Prenez un monde où un flux incessant de paroles, de messages et de bruitages se serait substitué au réel. Un cauchemar pascalien où il n’existerait plus de correspondance évidente entre l’ordre des faits et celui des valeurs. Une comédie des apparences où le journal de vingt heures et le téléfilm programmé à sa suite se ressembleraient tellement que l’on pourrait les intervertir.

De ce monde, quatre hommes s’éloignent. Chacun d’eux s’attache à un point hors du cercle et compose son itinéraire de rupture. Xeni, le conseil en communication, cultive Nietzsche et les stoïciens. Manuel, l’inspecteur de police, étudie les comportements aberrants de ses contemporains. Jean, l’historien, admire un ancêtre qui osa accrocher la Légion d’honneur à la queue de son cheval lors du retour des Bourbons à Paris en 1814. Jérôme, le publicitaire, veut utiliser la grammaire française comme une barricade.

Dans le quartier Saint-Lazare, au bar de l’hôtel Concorde, ces clandestins ont des discussions prolongées. Xeni, l’aîné, le meneur, l’initiateur de toutes les sécessions, arbitre les débats. Il a introduit Jérôme dans ce cénacle où la simple conversation — simple, mais soignée — est un acte de résistance au déversement incessant de messages dévalorisés par leur surabondance même. C’est lui qui s’aventure le plus loin dans le mépris de ses contemporains : « Il fallait tout trahir de ces gens, à commencer par leur langage.  » Loup dégoûté par la meute, il ne veut plus croire aucune des histoires qu’on lui raconte.
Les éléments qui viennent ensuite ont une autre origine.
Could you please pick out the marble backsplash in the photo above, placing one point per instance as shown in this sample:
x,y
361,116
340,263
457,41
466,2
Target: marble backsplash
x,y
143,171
Milosevic, l’Irak, les néos-nazis allemands, les prostituées, les électeurs du Front national, la révocation de l’édit de Nantes, l’Inquisition, les sujets de conversation ne manquent pas lorsqu’on a décidé de défier son époque. Dans cet exercice, François Taillandier est aussi doué que ses personnages. Il serait néanmoins réducteur de tenir son roman pour un texte d’humeur. Dans la façon dont les personnages sont mis en perspective, dans l’organisation du récit, dans la manière dont le romancier se situe par rapport à son sujet, Des hommes qui s’éloignent procèdent d’une grande originalité formelle. L’éclatement des points de vue rappelle que la réflexion sur la réalité est toujours lacunaire. Partout Taillandier fait intervenir la question du récit. Que se passe-t-il ? Comment en rendre compte ? Pour essayer de répondre, il rapproche des anecdotes qui semblent sans lien les unes avec les autres.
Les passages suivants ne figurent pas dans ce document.